Einer der wenigen, die nach dem Rücktritt vom Amt 1990 noch mit ihm losen Kontakt hielten, war Walter Momper. Der SPD-Bürgermeister (West) rechnete es dem SED-Bürgermeister (Ost) hoch an, dass er in Zeiten der politischen Wende 1989/90 nicht mauerte, sondern „in ganz pragmatischer Zusammenarbeit“ die gemeinsamen Perspektiven der noch geteilten Stadt und ihrer Bürger in Angriff nahm: die Kooperation der Polizei, der Verkehrsbetriebe und kulturellen Institutionen – und die Öffnung des Brandenburger Tores kurz vor Weihnachten 1989. Andere, insbesondere die eigenen Parteigenossen, waren da weniger sentimental. Erhard Krack, Oberbürgermeister von Ostberlin von 1974 bis 1990, wurde fallen gelassen. Am Montag starb Krack an den Folgen eines Herzanfalls im Alter von 69 Jahren. Tot war der einstige Oberbürgermeister schon seit langem. Und Kränze wie für Gustav Böß, Ernst Reuter oder Willy Brandt wird ihm die Stadt nicht flechten.

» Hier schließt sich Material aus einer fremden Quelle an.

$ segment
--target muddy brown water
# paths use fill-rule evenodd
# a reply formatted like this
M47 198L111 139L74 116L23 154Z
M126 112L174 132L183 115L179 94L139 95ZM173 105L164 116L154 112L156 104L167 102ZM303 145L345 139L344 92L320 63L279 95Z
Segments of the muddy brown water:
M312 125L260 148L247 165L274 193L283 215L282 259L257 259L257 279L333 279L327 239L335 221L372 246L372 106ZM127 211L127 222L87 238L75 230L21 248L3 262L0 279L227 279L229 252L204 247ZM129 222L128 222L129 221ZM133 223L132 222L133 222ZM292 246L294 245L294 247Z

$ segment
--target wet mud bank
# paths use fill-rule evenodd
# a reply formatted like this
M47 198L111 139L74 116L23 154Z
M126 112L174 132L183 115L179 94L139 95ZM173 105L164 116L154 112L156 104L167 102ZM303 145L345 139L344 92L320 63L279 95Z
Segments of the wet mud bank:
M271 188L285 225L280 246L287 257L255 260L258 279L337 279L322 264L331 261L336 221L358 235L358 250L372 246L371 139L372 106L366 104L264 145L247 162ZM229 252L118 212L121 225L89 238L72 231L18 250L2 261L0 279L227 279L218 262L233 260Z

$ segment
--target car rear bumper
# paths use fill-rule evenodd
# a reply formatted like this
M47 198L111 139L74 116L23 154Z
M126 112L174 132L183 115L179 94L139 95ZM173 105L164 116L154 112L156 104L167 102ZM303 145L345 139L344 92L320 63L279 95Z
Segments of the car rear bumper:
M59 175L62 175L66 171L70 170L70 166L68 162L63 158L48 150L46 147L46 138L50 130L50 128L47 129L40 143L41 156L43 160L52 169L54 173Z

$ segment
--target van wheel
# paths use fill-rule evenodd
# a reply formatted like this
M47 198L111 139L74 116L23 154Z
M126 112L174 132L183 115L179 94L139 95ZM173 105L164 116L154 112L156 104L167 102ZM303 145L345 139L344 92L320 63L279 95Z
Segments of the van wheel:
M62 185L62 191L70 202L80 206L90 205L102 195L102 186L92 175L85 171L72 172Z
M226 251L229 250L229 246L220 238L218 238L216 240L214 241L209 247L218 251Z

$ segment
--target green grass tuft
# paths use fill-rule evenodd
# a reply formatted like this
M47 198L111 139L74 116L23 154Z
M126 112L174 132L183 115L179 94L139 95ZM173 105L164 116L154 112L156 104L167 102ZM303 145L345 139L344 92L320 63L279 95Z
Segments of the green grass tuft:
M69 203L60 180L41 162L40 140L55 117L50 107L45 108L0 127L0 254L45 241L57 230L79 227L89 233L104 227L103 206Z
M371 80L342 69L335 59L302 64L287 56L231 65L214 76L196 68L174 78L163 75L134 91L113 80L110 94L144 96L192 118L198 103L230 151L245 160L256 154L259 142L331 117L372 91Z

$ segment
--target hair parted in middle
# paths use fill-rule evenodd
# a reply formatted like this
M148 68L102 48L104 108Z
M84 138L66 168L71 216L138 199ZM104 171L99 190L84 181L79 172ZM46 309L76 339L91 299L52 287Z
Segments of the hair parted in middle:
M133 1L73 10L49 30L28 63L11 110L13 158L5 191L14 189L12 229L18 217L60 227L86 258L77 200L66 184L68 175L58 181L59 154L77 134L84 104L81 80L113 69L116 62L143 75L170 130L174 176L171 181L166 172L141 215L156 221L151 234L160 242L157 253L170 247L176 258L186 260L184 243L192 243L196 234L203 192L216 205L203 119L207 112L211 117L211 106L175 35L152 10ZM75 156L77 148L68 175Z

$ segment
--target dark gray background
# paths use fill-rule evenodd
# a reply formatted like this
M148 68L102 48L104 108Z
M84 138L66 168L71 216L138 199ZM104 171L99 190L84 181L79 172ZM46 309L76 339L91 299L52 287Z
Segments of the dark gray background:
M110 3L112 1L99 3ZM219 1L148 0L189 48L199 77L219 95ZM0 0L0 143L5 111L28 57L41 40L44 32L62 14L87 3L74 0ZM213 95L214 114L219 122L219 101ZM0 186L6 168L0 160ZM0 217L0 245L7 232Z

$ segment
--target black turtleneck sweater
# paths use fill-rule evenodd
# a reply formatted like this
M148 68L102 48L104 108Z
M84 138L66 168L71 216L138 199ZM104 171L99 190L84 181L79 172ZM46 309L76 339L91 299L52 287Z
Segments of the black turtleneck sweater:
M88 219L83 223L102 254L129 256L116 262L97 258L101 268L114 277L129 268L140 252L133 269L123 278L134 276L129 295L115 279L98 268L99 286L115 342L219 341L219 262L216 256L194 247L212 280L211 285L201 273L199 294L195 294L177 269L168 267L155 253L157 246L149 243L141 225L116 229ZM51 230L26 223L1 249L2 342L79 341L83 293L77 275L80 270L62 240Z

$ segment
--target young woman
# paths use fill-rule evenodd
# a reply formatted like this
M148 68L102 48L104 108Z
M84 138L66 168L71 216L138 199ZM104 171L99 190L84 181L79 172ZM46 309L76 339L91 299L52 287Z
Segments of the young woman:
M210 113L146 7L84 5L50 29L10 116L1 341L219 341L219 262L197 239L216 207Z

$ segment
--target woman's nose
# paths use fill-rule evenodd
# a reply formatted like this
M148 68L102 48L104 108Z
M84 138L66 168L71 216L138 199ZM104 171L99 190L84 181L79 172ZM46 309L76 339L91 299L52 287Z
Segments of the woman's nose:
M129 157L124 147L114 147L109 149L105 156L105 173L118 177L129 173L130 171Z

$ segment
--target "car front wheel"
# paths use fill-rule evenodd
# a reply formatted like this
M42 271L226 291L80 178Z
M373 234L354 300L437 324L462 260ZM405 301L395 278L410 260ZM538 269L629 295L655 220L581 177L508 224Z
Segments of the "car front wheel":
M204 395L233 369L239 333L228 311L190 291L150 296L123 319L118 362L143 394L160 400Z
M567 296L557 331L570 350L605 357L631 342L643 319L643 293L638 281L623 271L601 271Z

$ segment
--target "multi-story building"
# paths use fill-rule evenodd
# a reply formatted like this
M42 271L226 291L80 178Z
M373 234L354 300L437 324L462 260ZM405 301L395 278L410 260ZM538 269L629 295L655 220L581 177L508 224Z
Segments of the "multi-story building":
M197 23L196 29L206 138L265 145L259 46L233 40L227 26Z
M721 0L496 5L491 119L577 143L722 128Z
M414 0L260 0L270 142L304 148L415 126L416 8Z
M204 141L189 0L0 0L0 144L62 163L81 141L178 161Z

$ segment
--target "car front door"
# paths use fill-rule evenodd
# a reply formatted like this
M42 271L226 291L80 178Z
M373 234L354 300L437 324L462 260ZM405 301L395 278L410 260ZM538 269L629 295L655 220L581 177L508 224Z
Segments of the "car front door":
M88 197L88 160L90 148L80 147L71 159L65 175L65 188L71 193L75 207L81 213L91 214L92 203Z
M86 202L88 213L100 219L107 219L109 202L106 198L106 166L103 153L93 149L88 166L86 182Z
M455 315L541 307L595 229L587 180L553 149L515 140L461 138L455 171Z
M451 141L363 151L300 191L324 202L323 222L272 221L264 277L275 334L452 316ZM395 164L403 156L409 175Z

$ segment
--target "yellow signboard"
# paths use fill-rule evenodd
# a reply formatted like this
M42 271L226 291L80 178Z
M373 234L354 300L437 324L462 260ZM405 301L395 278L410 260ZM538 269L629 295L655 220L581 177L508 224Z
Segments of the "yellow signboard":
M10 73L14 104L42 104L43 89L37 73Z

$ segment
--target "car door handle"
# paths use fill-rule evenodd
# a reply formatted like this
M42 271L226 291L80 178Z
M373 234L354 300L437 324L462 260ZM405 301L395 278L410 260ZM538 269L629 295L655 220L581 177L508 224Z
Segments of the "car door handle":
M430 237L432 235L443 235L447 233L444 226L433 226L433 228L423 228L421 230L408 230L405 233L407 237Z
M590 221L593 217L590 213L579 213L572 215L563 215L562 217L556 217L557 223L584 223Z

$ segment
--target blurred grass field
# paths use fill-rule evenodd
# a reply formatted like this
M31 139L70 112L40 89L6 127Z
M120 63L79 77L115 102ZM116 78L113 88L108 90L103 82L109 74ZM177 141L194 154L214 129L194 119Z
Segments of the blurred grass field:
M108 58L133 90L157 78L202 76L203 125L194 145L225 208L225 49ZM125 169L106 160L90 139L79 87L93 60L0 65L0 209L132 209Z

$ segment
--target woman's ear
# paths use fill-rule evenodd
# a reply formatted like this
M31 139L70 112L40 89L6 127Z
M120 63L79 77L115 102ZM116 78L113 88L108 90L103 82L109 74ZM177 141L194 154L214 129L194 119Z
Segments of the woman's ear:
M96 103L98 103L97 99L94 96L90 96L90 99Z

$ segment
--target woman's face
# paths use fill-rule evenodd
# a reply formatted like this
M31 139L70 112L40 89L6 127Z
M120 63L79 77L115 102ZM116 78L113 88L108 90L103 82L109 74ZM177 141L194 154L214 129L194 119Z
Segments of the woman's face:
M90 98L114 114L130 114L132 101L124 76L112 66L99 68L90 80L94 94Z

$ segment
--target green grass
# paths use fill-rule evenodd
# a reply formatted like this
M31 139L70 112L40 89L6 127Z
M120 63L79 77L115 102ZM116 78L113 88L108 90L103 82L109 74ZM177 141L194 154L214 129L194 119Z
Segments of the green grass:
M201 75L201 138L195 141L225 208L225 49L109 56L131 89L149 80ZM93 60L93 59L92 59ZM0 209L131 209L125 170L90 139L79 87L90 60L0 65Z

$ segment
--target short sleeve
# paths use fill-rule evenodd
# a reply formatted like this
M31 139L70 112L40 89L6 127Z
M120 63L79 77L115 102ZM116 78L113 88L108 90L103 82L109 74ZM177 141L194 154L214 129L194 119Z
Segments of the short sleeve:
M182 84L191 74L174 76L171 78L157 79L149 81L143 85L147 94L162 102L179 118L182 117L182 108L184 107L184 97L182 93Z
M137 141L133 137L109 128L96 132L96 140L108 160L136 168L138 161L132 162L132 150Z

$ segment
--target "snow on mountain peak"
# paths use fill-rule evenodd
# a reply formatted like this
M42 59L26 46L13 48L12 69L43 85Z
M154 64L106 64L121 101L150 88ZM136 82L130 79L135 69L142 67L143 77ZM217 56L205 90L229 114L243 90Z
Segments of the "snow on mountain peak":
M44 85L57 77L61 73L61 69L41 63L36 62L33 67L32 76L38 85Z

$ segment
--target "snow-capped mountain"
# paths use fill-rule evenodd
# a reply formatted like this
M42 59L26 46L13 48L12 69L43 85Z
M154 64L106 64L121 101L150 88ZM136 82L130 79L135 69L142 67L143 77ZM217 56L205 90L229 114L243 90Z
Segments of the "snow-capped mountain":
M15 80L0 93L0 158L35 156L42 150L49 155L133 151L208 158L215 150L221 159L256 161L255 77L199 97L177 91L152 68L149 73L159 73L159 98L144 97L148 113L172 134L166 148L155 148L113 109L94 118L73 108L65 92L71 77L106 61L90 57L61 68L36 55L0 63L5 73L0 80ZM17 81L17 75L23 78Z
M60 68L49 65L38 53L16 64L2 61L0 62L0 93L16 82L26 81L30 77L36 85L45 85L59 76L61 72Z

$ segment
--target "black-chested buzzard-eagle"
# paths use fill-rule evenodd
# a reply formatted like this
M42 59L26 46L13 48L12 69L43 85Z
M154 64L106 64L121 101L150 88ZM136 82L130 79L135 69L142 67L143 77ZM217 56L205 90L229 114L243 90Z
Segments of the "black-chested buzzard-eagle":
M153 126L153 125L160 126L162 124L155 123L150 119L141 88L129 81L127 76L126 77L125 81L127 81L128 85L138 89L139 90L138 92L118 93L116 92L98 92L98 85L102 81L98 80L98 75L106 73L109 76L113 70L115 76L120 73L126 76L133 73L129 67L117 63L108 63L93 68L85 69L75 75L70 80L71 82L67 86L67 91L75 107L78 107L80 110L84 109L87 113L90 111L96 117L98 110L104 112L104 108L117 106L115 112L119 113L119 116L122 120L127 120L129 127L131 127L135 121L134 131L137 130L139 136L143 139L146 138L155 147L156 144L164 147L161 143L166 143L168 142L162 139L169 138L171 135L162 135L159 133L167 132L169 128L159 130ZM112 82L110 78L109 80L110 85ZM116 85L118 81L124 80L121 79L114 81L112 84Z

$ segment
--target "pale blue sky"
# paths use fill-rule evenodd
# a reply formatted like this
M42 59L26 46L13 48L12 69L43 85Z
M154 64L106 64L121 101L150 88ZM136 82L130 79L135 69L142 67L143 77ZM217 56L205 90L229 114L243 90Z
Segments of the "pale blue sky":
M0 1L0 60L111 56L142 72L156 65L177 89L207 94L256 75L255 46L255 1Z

Politisch gestorben ist Erhard Krack am 7. Mai 1989. Krack war damals der Vorsitzende der Wahlkommission für die DDR-Volkskammerwahl. Als die offenkundigen Fälschungen nur ein halbes Jahr später publik wurden, distanzierte sich der OB zwar von den „verwerflichen Taten und Auswüchsen eines deformierten Systems“. Genutzt hat es ihm nichts. Der „Runde Tisch“ im Roten Rathaus forderte Krack auf, die Verantwortung zu übernehmen und zurückzutreten. Mitte Februar 1990 schied er aus dem Amt, bestritt aber jegliche persönliche Einflussnahme auf die Wahlen 1989.

Seither galt Krack bei den SED-Genossen als Persona non grata. Er wurde geschnitten und trat aus der Partei aus. Seine Dienstvilla musste Krack räumen. Bis zum Tod blieb er arbeitslos, lebte mit seiner Frau zurückgezogen in Pankow und war ein bescheiden finanzierter Rentner.

Ein Held der Stadt war der pragmatisch agierende Kommunist auch zuvor nie gewesen. Der 1930 in Danzig geborene Krack war 1951 in die SED eingetreten und studierte Wirtschaftswissenschaften in Rostock sowie Gesellschaftswissenschaften in Moskau. In den 60er-Jahren, bis zu seinem Amt als Oberbürgermeister von Ostberlin 1974, leitete er als Minister das Ressort für bezirksgeleitete Industrie und Lebensmittelindustrie. Außerdem gehörte Krack dem ZK der SED, der Volkskammer und der Stadtverordnetenversammlung von Berlin (Ost) an – blieb aber blass und von der Anbindung des Amtes an den Staatsapparat gegängelt. Einen Versuch etwa, Mitte der 80er-Jahre, zur 750-Jahr-Feier Berlins, die Teilung der Stadt zu überbrücken und gemeinsame Veranstaltungen abzuhalten, ließen die Parteigenossen nicht zu. Man feierte verbissen getrennt.

Dass Krack es dennoch schaffte, in seiner 16-jährigen Ära der Stadt einen gewissen Stempel aufzudrücken, lag – wenn auch als offizielles Planungsziel von der Partei beschlossen und von kritischen Architekten gefordert – in seinem Bemühen, das Stadtbild zu verbessern. In den 80er-Jahren wurden im innerstädtischen Wohnungsbau Lücken geschlossen und Altbauwohnungen saniert, beispielsweise in der Luisenstraße oder in der Husemannstraße. Der Wiederaufbau im Nikolaiviertel, am Gendarmenmarkt und in der Friedrichstraße wurden von ihm als „Rekonstruktionsmaßnahmen“ des alten Stadtkerns befördert. Die „kritische Rekonstruktion“ in Westberlin erhielt so ihr Pendant in Ostteil. Öffentlich belobigen dafür ließen sich Parteichef Honecker und unterwürfige Planer. Krack blieb im Hintergrund. Und das bis zum Ende.